Es gibt in Deutschland auf der einen Seite die Agrarförderung, auf der anderen Seite die Wirtschaftsförderung. Beide bieten unterschiedliche Konditionen an. Müsste sich nicht grundsätzlich etwas an der Förderung ändern?
Dr. Rosendahl: Auf jeden Fall! Die derzeitigen Ausschreibungen sind sehr spezifisch und eng formuliert. Da gibt es durchaus Start-ups, die thematisch hineinpassen würden, aber aufgrund der Richtlinien keine Chance haben. Insofern wünschen wir uns da mehr Offenheit sowie längere Förderzeiträume. Auch die Zusammenarbeit mit Entwicklungspartnern, wie zum Beispiel Landwirten, sollte dabei berücksichtigt werden. Im Grunde kann man sagen, dass die Fördergeber für sich eine Art Innovationskultur aufbauen müssen und ihre Richtlinien für Ideen öffnen, die bislang nicht berücksichtigt werden.
Sie selbst haben mit Ihren Kolleginnen Hannah Braun, Katharina Schrapers und Dr.
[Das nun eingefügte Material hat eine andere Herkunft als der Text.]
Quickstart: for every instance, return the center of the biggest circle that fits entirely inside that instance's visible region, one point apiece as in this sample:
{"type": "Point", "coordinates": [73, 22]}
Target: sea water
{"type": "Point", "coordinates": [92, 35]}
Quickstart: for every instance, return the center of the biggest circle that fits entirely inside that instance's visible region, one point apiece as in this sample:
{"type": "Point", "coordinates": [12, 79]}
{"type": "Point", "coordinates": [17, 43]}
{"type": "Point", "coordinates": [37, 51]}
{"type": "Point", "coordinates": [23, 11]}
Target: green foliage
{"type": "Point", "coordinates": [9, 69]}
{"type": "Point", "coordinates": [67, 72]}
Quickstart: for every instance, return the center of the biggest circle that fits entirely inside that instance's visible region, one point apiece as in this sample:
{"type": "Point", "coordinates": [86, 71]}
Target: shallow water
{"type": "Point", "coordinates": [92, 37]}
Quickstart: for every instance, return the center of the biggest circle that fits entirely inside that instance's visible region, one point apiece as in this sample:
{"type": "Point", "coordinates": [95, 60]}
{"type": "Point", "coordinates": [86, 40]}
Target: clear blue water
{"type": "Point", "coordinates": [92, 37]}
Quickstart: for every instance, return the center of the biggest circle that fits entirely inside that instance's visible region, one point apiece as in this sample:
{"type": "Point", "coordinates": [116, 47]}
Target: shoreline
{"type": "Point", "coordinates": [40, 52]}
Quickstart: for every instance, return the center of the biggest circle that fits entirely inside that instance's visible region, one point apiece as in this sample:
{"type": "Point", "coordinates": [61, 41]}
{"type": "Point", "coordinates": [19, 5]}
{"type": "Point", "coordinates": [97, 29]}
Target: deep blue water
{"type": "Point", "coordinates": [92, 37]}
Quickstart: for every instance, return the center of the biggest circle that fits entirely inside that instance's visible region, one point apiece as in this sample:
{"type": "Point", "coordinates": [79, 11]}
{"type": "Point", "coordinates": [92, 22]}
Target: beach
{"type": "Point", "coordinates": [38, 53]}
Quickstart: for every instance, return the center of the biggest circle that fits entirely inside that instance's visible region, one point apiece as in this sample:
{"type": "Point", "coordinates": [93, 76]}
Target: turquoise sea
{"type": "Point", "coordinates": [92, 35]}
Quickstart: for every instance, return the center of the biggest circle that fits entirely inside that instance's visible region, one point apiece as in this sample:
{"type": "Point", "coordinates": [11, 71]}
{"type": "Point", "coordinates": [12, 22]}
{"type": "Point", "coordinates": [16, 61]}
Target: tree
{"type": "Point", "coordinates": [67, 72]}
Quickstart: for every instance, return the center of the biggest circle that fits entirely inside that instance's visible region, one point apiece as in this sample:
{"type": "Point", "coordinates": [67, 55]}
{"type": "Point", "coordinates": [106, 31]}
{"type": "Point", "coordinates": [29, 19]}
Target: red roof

Friederike Stumpff im Jahr 2015 mit Unterstützung von EXIST die PerformaNat GmbH gegründet. Wie geht es Ihnen heute?
Dr. Rosendahl: Uns geht es gut. Wir stecken derzeit mitten in Entwicklungsarbeiten für weitere Futtermittelzusätze und haben eine Finanzierungsrunde abgeschlossen. Mit unserem ersten Produkt, einem Futtermittelzusatz für Milchkühe, erzielen wir bereits erste Umsätze. Ein nächster großer Schritt ist für uns der erste internationale Messeauftritt, der Ende des Jahres stattfinden wird.